Carros elétricos são realmente sustentáveis se a energia que os alimenta vem de fontes fósseis?
Para efeito de poluição local, o carro elétrico é imbatível. Ele tem um problema que gasta muito pneu, por ser mais pesado, mas, em gases, não têm descarga. Então, para a qualidade do ar e a saúde das pessoas naquele local é excelente. Com a emissão de CO2 vai depender da matriz.
Quais avanços tecnológicos estão sendo desenvolvidos para reduzir o impacto ambiental das baterias?
Estão sendo investidos bilhões de dólares no mundo todo para pesquisar baterias, para reduzir o peso, aumentar a capacidade e reduzir o custo. Ter menor volume, maior densidade de energia por massa e maior autonomia. Hoje ainda tem um peso elevado e um custo significativo em relação ao peso do carro. Gerar uma bateria menor que ande a mesma quilometragem mas use menos energia. O grande investimento hoje é na redução de custo, de peso e aumentar a densidade de energia das baterias.
É possível imaginar um futuro com carros elétricos 100% sustentáveis?

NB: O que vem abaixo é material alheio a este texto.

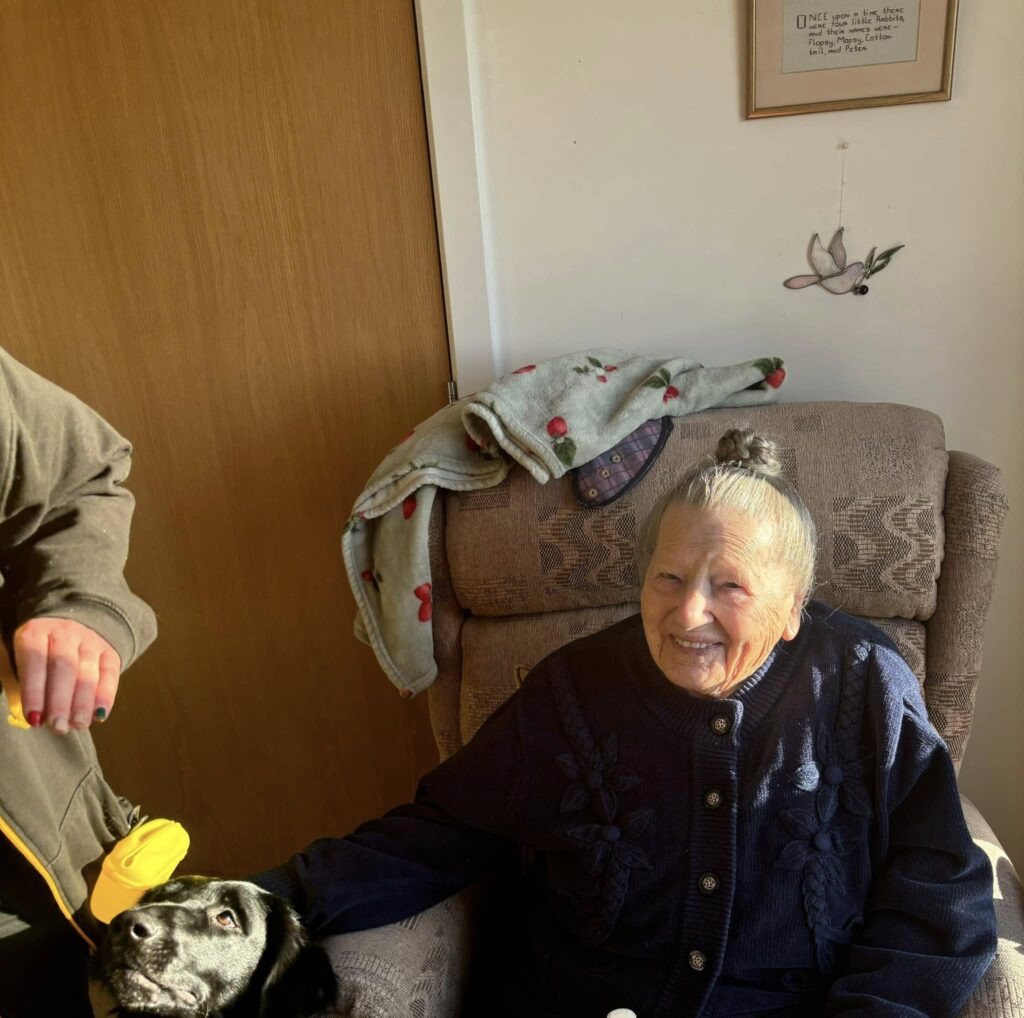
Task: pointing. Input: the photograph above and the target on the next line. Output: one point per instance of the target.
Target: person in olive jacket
(72, 627)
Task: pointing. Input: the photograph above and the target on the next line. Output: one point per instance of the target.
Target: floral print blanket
(550, 418)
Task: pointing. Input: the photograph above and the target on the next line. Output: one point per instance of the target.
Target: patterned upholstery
(908, 538)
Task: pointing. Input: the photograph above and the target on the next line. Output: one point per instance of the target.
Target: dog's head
(195, 946)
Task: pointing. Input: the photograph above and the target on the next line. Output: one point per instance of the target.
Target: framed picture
(813, 55)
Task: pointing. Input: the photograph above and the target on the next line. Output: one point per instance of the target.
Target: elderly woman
(731, 804)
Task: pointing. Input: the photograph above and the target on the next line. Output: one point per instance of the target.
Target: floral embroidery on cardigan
(609, 840)
(815, 849)
(836, 778)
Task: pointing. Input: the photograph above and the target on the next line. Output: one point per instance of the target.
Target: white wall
(622, 200)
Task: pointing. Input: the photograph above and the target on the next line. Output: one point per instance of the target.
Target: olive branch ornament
(832, 270)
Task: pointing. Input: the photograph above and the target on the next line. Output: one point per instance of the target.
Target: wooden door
(216, 227)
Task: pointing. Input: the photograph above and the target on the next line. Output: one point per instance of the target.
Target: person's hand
(68, 673)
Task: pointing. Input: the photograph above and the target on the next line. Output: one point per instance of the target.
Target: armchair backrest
(907, 537)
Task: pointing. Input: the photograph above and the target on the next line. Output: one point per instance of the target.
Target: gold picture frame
(818, 55)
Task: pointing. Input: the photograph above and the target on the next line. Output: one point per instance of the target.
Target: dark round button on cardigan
(709, 883)
(720, 724)
(713, 799)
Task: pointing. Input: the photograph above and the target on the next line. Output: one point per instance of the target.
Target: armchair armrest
(1000, 992)
(417, 967)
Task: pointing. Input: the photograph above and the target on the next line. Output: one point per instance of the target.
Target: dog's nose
(140, 930)
(137, 925)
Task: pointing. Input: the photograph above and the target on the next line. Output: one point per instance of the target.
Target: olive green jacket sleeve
(65, 514)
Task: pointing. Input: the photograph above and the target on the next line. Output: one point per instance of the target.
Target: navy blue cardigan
(797, 848)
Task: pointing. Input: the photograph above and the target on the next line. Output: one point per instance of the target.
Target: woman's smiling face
(716, 598)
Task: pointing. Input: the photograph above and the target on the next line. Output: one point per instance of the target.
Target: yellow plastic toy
(144, 857)
(15, 716)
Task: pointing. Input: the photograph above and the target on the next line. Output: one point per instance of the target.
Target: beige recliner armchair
(908, 539)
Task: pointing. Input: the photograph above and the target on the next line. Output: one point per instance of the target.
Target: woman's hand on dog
(69, 674)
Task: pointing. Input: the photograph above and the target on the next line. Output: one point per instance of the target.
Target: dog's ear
(298, 979)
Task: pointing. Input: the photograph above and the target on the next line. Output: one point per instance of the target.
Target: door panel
(216, 227)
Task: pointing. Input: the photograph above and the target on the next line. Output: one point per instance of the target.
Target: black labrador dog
(216, 948)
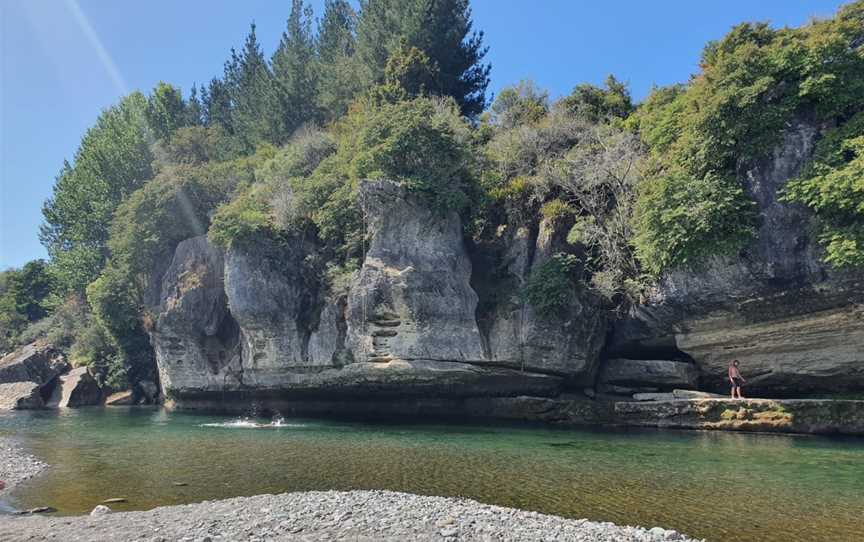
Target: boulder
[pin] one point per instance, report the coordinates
(794, 322)
(654, 396)
(20, 395)
(75, 389)
(121, 398)
(195, 338)
(38, 363)
(655, 373)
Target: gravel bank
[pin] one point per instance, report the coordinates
(325, 515)
(16, 465)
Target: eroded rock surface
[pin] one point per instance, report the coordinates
(795, 324)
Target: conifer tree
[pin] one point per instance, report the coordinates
(442, 29)
(294, 70)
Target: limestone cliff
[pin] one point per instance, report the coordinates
(796, 325)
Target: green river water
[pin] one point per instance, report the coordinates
(717, 485)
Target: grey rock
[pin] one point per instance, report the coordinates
(793, 321)
(568, 343)
(75, 389)
(412, 299)
(100, 510)
(664, 374)
(654, 396)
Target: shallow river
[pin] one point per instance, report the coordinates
(721, 486)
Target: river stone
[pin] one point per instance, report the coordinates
(100, 510)
(75, 389)
(664, 374)
(20, 395)
(792, 320)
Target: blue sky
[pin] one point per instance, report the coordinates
(63, 61)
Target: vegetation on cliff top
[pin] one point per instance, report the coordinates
(277, 146)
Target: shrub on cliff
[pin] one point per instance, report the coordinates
(752, 82)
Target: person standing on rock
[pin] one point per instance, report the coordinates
(736, 379)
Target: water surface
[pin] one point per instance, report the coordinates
(721, 486)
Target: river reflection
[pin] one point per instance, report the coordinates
(777, 487)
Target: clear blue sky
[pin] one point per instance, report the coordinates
(62, 61)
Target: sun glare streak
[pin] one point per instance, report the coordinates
(93, 38)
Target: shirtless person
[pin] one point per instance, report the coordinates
(736, 379)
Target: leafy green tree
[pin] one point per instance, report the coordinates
(294, 69)
(113, 160)
(442, 29)
(165, 111)
(255, 108)
(595, 103)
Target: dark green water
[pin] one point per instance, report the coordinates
(721, 486)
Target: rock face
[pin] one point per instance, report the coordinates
(662, 374)
(412, 299)
(195, 338)
(28, 375)
(32, 363)
(249, 324)
(75, 389)
(796, 325)
(566, 344)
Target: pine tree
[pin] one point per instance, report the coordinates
(339, 80)
(255, 108)
(294, 69)
(194, 111)
(442, 29)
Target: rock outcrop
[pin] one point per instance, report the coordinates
(77, 388)
(796, 325)
(28, 375)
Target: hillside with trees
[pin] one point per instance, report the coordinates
(276, 146)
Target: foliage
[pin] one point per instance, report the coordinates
(681, 220)
(113, 160)
(520, 105)
(596, 104)
(832, 185)
(551, 287)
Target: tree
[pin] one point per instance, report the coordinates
(165, 110)
(294, 70)
(595, 103)
(338, 79)
(442, 29)
(113, 160)
(194, 112)
(520, 104)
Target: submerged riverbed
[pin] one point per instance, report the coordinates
(716, 485)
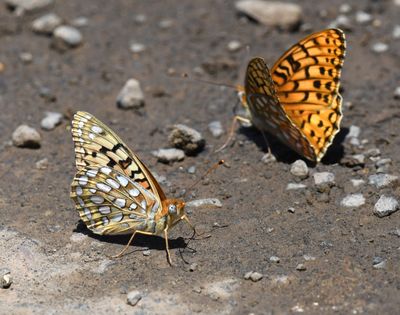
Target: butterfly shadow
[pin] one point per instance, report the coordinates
(144, 241)
(285, 155)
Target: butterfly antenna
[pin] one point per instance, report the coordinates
(212, 168)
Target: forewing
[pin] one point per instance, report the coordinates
(267, 112)
(307, 79)
(109, 202)
(97, 145)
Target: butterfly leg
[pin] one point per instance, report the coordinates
(130, 241)
(232, 131)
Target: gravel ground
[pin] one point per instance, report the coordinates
(313, 239)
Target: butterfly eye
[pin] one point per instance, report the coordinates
(172, 209)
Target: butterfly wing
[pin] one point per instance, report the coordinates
(307, 79)
(109, 202)
(266, 111)
(97, 145)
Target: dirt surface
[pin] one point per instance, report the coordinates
(59, 267)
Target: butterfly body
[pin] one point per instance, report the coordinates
(113, 190)
(298, 100)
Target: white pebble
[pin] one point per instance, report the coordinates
(323, 178)
(385, 206)
(353, 201)
(131, 95)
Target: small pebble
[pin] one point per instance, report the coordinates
(131, 95)
(234, 45)
(216, 129)
(188, 139)
(67, 36)
(301, 267)
(26, 57)
(385, 206)
(27, 137)
(133, 297)
(353, 201)
(363, 17)
(42, 164)
(324, 178)
(294, 186)
(169, 155)
(382, 180)
(46, 24)
(137, 48)
(379, 47)
(299, 169)
(51, 120)
(272, 13)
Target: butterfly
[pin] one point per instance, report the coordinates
(114, 192)
(298, 100)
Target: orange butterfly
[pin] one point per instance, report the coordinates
(298, 101)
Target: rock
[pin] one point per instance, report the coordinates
(46, 24)
(169, 155)
(294, 186)
(234, 45)
(5, 278)
(188, 139)
(299, 169)
(133, 297)
(385, 206)
(363, 17)
(42, 164)
(324, 178)
(214, 202)
(379, 47)
(28, 5)
(216, 129)
(51, 120)
(137, 48)
(253, 276)
(66, 37)
(382, 180)
(25, 136)
(26, 57)
(396, 93)
(341, 21)
(396, 32)
(353, 201)
(131, 95)
(301, 267)
(272, 13)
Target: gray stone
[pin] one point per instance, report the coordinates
(299, 169)
(169, 155)
(216, 129)
(363, 17)
(295, 186)
(353, 201)
(382, 180)
(272, 13)
(25, 136)
(28, 5)
(385, 206)
(46, 24)
(234, 45)
(51, 120)
(379, 47)
(324, 178)
(133, 297)
(131, 95)
(67, 36)
(188, 139)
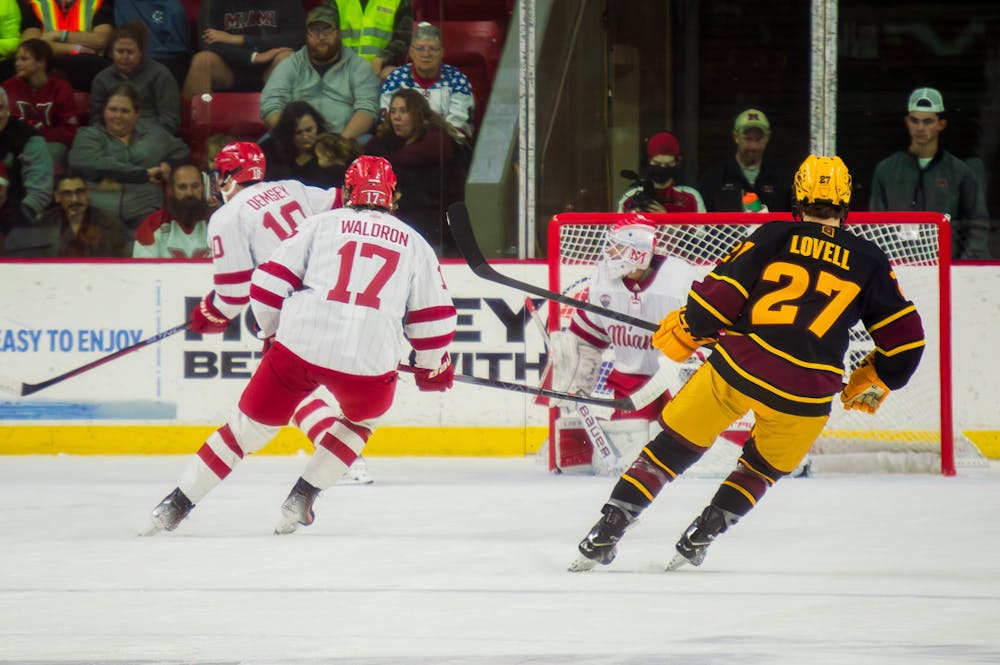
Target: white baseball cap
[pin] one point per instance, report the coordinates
(926, 99)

A gente sempre fala que não existe uma solução única e imaginar que tudo vai ser elétrico. O problema do carro elétrico é a infraestrutura, o carregador. Para uma dinâmica de carro elétrico é preciso ter carregadores rápidos. E essa infraestrutura, para distribuir carregadores rápidos em vários locais é caro, se não houver incentivo do governo. E o governo precisa ter dinheiro, então países subdesenvolvidos ou em desenvolvimento vai ser muito difícil. Porque a energia elétrica vai estar disponível na produção mas a distribuição é o gargalo. A rua já está no limite do fornecimento de energia elétrica. Você começa a encher todo mundo com carro elétrico e o transformador não vai aguentar. Para as geradoras, o volume de carro elétrico vai aumentar 5-10% e consegue suprir isso. Mas onde está consumindo que vai ser complicado.